The U.S. Food and Drug Administration has cleared a new medical device invented by a Twin Cities neurosurgeon to detect signs of concussion by tracking a patient's eye movements.
Concussion-detection device developed by Minnesota doctor gets FDA OK
The EyeBox can detect dysfunction in the brain by tracking eye movements.
The device, called the EyeBox, was invented by Minnesota neurosurgeon Dr. Uzma Samadani following the discovery that slight discrepancies in how a patient's eyes track an image on a screen can reveal a wealth of information about underlying brain dysfunction.
Oculogica, the device's New York-based maker, commercially launched the EyeBox on Thursday after years of clinical testing led to FDA clearance on Dec. 28. The price of the device is not being disclosed. It's intended only for physician use for now.
The EyeBox works by tracking a person's eyes as he or she watches a 4-minute video clip that "bounces" around a large screen. Different types of discrepancies in eye movements while watching something in motion can reveal potential brain problems, including concussions, researchers have found.
Unlike traditional concussion tests, the results of an EyeBox exam are quantifiable and don't depend on comparison to a "baseline" concussion test, which can be manipulated by athletes or soldiers who want to avoid being diagnosed with brain injury.
In the long run, the device's major contribution may be to create an objective measurement for classification of different types of brain injuries, Samadani said in an interview. For now, though, the device has one use — aiding a doctor's judgment in deciding whether a patient has a concussion. The FDA clearance said doctors can use the device on patients ages 5 to 67 within a week of sustaining a concussion.
"Oculogica is the first to use eye-tracking technology and their sophisticated algorithms to transform how concussions and mild traumatic brain injuries are diagnosed, particularly since no baseline is required," wrote Lisa Crump, a partner with Minneapolis investment firm Sofia Fund, which has invested in Oculogica through three funding rounds. "They are the first to demonstrate and get approval to utilize the technology in assisting with the medical diagnoses of concussions."
The EyeBox was cleared for marketing through the FDA's "de novo" classification program, intended for lower-risk medical devices that have no direct predecessors in regulatory files.

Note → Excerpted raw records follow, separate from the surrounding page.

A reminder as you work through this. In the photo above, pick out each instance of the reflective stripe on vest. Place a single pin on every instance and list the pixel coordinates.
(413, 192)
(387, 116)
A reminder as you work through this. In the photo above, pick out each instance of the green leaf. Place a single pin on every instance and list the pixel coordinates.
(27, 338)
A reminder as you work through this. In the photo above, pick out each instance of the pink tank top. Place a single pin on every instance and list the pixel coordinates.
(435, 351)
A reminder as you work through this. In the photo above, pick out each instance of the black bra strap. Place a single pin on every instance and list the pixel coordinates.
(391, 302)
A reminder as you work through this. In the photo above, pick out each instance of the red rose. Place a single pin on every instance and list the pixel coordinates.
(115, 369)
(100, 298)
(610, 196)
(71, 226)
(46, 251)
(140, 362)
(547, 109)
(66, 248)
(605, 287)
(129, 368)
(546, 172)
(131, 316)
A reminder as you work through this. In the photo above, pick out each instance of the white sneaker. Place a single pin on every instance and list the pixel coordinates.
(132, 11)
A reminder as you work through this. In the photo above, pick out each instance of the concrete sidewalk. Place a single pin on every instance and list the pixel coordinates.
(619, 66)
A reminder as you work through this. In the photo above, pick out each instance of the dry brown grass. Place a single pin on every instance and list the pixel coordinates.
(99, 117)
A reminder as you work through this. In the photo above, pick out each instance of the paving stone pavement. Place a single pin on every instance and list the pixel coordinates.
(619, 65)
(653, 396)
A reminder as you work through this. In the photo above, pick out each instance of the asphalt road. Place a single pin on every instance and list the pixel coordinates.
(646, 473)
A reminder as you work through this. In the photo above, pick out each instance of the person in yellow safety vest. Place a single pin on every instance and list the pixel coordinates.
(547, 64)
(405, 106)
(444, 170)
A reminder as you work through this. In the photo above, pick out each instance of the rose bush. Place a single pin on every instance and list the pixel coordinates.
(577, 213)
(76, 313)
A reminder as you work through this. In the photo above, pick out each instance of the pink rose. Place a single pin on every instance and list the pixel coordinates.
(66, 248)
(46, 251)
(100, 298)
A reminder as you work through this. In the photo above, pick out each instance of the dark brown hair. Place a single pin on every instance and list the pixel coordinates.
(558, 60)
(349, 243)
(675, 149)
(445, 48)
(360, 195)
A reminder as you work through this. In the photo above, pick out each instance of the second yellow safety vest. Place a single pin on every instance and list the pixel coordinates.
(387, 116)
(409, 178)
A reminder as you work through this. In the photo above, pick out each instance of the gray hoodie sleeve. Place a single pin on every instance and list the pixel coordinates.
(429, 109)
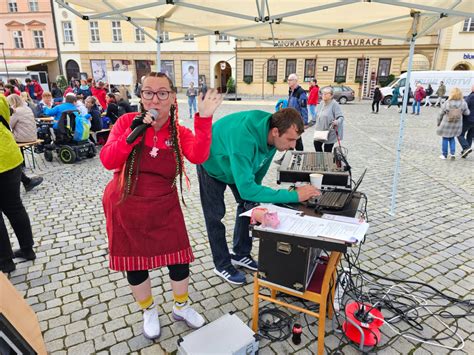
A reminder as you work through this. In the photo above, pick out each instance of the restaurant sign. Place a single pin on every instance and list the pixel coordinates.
(347, 42)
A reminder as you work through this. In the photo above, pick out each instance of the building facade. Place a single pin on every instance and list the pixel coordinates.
(94, 48)
(28, 37)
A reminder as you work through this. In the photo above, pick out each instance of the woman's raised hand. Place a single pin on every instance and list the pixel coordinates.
(208, 105)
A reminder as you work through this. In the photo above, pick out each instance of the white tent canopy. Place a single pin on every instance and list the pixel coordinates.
(271, 20)
(279, 19)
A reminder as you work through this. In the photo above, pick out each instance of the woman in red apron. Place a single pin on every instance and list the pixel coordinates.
(145, 224)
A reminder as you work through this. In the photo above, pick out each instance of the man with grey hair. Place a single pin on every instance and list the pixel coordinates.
(298, 99)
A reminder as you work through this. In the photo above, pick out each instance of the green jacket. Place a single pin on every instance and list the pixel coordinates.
(10, 155)
(240, 155)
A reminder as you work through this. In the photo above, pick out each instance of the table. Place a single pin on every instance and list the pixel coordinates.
(322, 286)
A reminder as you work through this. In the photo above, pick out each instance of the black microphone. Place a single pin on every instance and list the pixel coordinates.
(139, 130)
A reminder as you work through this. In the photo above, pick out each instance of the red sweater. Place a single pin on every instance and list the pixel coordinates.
(101, 95)
(313, 95)
(194, 147)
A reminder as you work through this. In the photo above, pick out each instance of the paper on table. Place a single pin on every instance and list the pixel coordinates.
(315, 228)
(272, 208)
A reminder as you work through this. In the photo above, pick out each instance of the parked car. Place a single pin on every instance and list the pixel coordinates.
(342, 93)
(457, 78)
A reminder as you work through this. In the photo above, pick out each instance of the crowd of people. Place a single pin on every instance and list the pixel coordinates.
(144, 221)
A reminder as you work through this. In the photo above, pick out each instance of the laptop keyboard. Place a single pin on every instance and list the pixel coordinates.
(332, 198)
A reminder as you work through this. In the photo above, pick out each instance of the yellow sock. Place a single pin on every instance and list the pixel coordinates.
(180, 300)
(146, 303)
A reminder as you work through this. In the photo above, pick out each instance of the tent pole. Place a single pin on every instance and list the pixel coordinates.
(402, 127)
(158, 45)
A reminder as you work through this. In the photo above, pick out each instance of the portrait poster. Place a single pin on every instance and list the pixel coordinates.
(119, 65)
(189, 72)
(167, 67)
(99, 70)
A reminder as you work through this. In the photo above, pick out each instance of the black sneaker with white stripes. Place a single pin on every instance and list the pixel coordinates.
(244, 261)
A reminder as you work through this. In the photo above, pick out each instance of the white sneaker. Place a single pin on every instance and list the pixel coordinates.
(151, 324)
(192, 318)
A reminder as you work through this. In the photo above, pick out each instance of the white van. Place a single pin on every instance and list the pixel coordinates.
(40, 76)
(459, 78)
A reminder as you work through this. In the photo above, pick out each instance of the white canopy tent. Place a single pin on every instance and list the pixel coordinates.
(271, 20)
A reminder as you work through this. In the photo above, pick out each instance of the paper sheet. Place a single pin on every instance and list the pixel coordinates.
(348, 230)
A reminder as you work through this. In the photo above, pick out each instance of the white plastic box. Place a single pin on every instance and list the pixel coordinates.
(227, 335)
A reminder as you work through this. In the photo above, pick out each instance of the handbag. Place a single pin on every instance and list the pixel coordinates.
(321, 136)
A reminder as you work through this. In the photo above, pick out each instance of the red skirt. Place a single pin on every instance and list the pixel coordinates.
(147, 230)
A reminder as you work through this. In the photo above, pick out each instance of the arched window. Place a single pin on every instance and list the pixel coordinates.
(72, 69)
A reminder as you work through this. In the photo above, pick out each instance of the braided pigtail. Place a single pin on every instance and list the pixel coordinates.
(180, 168)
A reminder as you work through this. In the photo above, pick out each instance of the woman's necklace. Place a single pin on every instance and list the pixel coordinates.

Someday, Samadani said, the device could probably become a widely used consumer device. Oculogica's announcement of the FDA clearance noted that large consumer-tech companies including Google, Apple, Samsung and Facebook have made investments in eye-tracking technologies since 2016, and all have expressed an interest in the health care industry.
"Certainly a consumer device that could help people make decisions at home would be great. But that is not where we are yet," Samadani said.
Samadani, a University of Minnesota associate professor in neurosurgery, is a founder and a board member of Oculogica, but she has not worked as an employee of the company since 2015. Her sister Rosina Samadani, a biomedical engineer with a business background, is the CEO.
Rosina Samadani noted that a small number of the devices are in the field already, at clinical trial sites including the Mayo Clinic in Minnesota.
"For this first year we are trying to place devices with knowledgeable pilot sites," Rosina Samadani said in an interview. "We've done well with our clinical study sites, and we sort of want to continue in that vein early on here, and make sure that we are working with specialists who really understand concussion. And then we will have a much bigger sales effort once we've got this initial foothold."
Although the EyeBox has a revenue stream — hospitals can bill for use of the device under existing medical codes, and Oculogica is working on a unique code for the EyeBox — don't expect to see the device on the sidelines of a high school football game soon.
"I think we want to first establish ourselves as the medical standard that can then be translated into a consumer device," Uzma Samadani said. "Really what we are talking about is changing the way brain injury is diagnosed and defined."